However, if the problem of poor leadership is embezzlement of public funds by leaders who try to fix themselves with public funds, their relatives and friends before they think of the people, then may be Nonso would not have responded to the need of these indigent women, whose mud home was completely wrecked.
To be very sure, Nonso did not build the house from his personal income. Any doubt about this was cleared by the Speaker of the Anambra State House of Assembly while he was speaking at the event. It is a constituency project. But that is not even the issue. Constituency allowances given to lawmakers are often retired through some make-belief projects, big but empty claims most of which are usually false. In my estimation, constituency allowance is to the lawmakers what security vote is to the governors.
Both are public funds largely unaccounted for. Although some efforts are made at auditing how constituency funds are expended, but it is all fraud because these mostly nonexistent or over bloated expenditure, or both, are easily worked out smoothly.

The challenge is; constituency allowance has no specific project for the constituency tied to it, and so a lawmaker is therefore to take on any project at his own discretion. While this is largely no longer obtainable in the National Assembly, it is still obtainable in many state assemblies but may change with the recent approval of Legislative Financial Autonomy by President Buhari. The point is this; any lawmaker who has received his constituency allowance can use it for anything including for his or her personal purposes, without any consequence at all.

In actual fact, constituency allowances are seen as personal funds by the lawmakers it is given.
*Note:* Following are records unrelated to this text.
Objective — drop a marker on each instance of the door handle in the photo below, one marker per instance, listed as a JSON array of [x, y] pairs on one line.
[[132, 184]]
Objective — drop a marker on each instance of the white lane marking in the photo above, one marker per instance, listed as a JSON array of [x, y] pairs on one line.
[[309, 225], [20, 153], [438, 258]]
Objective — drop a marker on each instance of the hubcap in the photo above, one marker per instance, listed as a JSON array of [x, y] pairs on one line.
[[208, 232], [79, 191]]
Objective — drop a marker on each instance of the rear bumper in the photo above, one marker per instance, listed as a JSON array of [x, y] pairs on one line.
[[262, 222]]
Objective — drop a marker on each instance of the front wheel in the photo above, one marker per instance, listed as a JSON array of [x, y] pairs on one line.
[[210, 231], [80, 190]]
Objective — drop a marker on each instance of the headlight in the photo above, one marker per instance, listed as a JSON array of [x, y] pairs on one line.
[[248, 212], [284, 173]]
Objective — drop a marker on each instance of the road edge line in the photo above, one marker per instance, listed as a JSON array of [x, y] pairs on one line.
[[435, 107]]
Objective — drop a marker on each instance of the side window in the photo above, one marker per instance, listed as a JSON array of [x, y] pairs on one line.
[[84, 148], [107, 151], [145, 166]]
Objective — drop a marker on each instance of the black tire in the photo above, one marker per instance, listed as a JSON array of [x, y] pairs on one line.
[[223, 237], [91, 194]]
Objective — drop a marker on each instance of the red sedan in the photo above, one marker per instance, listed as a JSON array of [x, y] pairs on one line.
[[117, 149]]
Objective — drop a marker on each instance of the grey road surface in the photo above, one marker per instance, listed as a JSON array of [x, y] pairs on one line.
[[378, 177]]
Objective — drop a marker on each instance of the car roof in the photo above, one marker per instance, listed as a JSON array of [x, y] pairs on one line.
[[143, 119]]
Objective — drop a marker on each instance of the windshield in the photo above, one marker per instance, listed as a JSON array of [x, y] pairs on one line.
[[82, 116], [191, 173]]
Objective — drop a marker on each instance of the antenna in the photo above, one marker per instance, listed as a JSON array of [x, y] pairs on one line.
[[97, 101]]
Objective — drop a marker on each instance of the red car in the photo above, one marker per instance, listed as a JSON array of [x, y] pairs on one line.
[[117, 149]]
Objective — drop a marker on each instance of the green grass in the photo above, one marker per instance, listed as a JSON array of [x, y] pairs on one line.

Although there is a system in place to check how the fund is disbursed or used within the constituency, interestingly the rogue system is often after getting just enough cut from the lawmaker in question as reward for the job of covering up and helping him retire the money through fictitious projects or inflation of the cost of projects.

This is what most lawmakers do, from year to year. In essence, Nonso would have so easily retired his constituency allowance without spending that much on that house, which was built to taste and furnished.
Assuming for instance that he embezzled the money, the constituents won’t know as many are not aware of constituency allowance, how much it is or what it is meant for.
Therefore what Nonso has done is that he has shown that there is constituency allowance and that it is enough to build a house for indigent constituents and furnish same. May be he did not spend all the constituency allowance on the building, but this is surely a good place to start; a clear demonstration that public funds can be put into tangible public use.
A foremost takeaway is that even though a public servant may need money for his personal wellbeing in view of his personal financial state, and can very easily seal off the public fund without traces, he can also choose to serve the public with the integrity of his heart.
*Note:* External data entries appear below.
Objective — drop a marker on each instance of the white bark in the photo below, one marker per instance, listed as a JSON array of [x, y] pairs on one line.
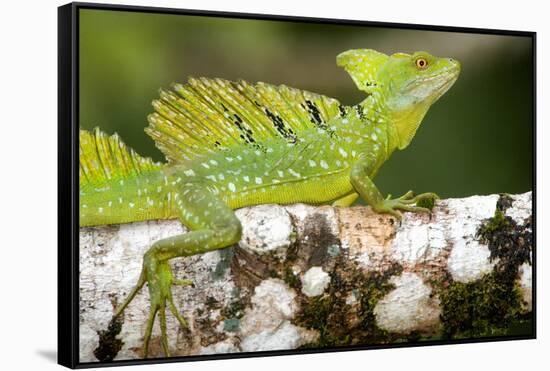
[[304, 240]]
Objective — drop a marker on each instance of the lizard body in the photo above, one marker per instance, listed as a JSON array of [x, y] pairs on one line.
[[230, 145]]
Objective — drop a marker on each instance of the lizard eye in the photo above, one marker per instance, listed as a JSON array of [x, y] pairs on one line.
[[421, 63]]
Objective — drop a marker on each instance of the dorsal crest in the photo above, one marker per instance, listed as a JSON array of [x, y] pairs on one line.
[[363, 66], [211, 115]]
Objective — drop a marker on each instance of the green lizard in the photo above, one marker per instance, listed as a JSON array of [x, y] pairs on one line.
[[232, 144]]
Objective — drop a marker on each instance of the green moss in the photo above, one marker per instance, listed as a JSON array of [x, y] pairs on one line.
[[291, 279], [226, 255], [231, 324], [485, 307], [491, 305], [109, 345], [211, 303], [427, 203], [339, 323], [234, 310]]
This contravenes the popular estimation that to stop embezzlement of public money, only wealthy and privileged people should be elected into public office. More remarkable is Nonso’s act of public accountability when we consider that he has one term in office because of Nnewi’s rotational agreement to the House of Assembly seat.
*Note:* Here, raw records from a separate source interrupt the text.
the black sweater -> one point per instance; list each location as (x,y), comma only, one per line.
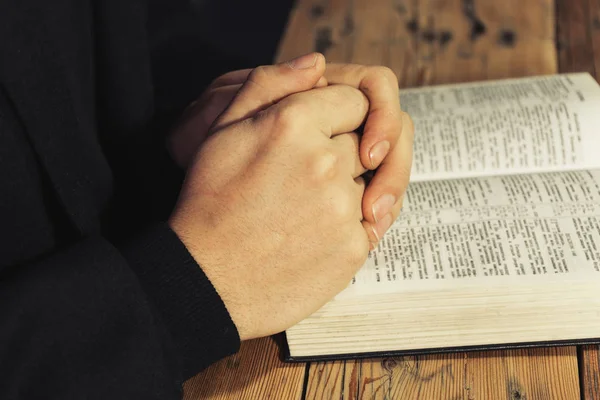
(98,297)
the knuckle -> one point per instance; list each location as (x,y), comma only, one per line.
(287,116)
(387,74)
(341,206)
(358,251)
(323,166)
(259,76)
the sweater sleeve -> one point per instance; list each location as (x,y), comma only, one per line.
(98,322)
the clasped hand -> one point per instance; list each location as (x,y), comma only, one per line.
(274,208)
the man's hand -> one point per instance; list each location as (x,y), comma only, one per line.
(387,142)
(186,138)
(271,207)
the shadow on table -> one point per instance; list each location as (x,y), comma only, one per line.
(256,371)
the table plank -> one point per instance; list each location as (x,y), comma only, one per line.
(590,374)
(578,41)
(431,42)
(255,372)
(428,41)
(574,36)
(544,374)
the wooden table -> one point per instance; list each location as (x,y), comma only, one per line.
(428,42)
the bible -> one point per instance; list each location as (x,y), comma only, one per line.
(498,241)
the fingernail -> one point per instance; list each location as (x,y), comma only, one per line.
(383,225)
(382,206)
(304,62)
(378,153)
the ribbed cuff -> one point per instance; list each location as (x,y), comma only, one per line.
(194,313)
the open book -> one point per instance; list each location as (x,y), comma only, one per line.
(498,243)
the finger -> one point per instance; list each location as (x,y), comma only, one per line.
(347,146)
(391,179)
(322,82)
(377,231)
(359,186)
(332,110)
(195,122)
(267,85)
(231,78)
(384,124)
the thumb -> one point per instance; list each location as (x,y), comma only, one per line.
(267,85)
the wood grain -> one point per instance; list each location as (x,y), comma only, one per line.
(431,42)
(574,38)
(428,41)
(255,372)
(543,374)
(590,374)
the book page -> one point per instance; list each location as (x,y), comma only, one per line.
(524,228)
(511,126)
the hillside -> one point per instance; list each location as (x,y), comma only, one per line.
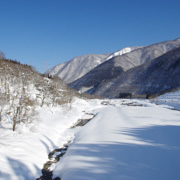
(154,77)
(77,67)
(120,64)
(80,65)
(22,90)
An undoubted fact remains that people do not expect public servants to take on their job responsibilities with their private emoluments. And no matter how generous or willing they may be to sharing their official entitlements, if only they will make concerted efforts to be accountable of public funds given to them, it’s enough.

Ordinarily, no public servant ought to be eulogized for doing his job with public money. But taking into account the established pattern in which public funds are embezzled with impunity and no form of accountability ever, Nonso’s audacity to serve against the run of play, is a stimulating action that has exposed years of misappropriation of constituency allowance. Now, there is visible hope of the possibility of a change of narrative in the use of constituency allowance much to the benefit of the people.